TCA Cycle pptx (Biochemistry)

The TCA cycle, also known as the citric acid cycle or Krebs cycle, is a series of chemical reactions that occur in the mitochondria of eukaryotic cells and in the cytoplasm of prokaryotic cells. It is a central metabolic pathway involved in the aerobic respiration of carbohydrates, fats, and proteins.

The TCA cycle is an essential part of cellular respiration, as it plays a key role in the production of energy in the form of ATP. It also generates high-energy electron carriers, such as NADH and FADH2, which are used in the electron transport chain to produce more ATP.

The TCA cycle begins with the condensation of acetyl-CoA, derived from various fuel sources, with a four-carbon compound called oxaloacetate. This reaction forms a six-carbon molecule called citrate. Through a series of enzymatic reactions, citrate is gradually oxidized and rearranged, resulting in the regeneration of oxaloacetate.

During the cycle, several reactions take place, including the production of three molecules of NADH, one molecule of FADH2, and one molecule of ATP or GTP (guanosine triphosphate). These energy carriers are generated through oxidative decarboxylation and substrate-level phosphorylation.

The TCA cycle is a cyclic process because the initial molecule, oxaloacetate, is regenerated at the end of the cycle.

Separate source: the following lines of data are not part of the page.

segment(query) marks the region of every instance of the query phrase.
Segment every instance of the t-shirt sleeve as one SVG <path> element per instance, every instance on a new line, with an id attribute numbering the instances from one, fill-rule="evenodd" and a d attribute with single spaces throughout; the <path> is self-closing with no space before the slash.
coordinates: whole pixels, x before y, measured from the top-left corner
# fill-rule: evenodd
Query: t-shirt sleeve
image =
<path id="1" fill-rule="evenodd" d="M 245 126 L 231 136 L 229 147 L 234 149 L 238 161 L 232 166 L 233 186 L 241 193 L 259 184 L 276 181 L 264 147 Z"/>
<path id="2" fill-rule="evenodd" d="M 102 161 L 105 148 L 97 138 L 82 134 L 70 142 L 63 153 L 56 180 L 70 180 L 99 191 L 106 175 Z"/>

Each turn of the cycle produces three molecules of NADH, one molecule of FADH2, and one molecule of ATP or GTP. These energy-rich molecules go on to participate in the electron transport chain, where they donate their electrons, leading to the production of additional ATP.

Overall, the TCA cycle serves as a central hub for the oxidation of fuel molecules and the generation of energy in the form of ATP. It is interconnected with other metabolic pathways and plays a vital role in maintaining cellular energy balance.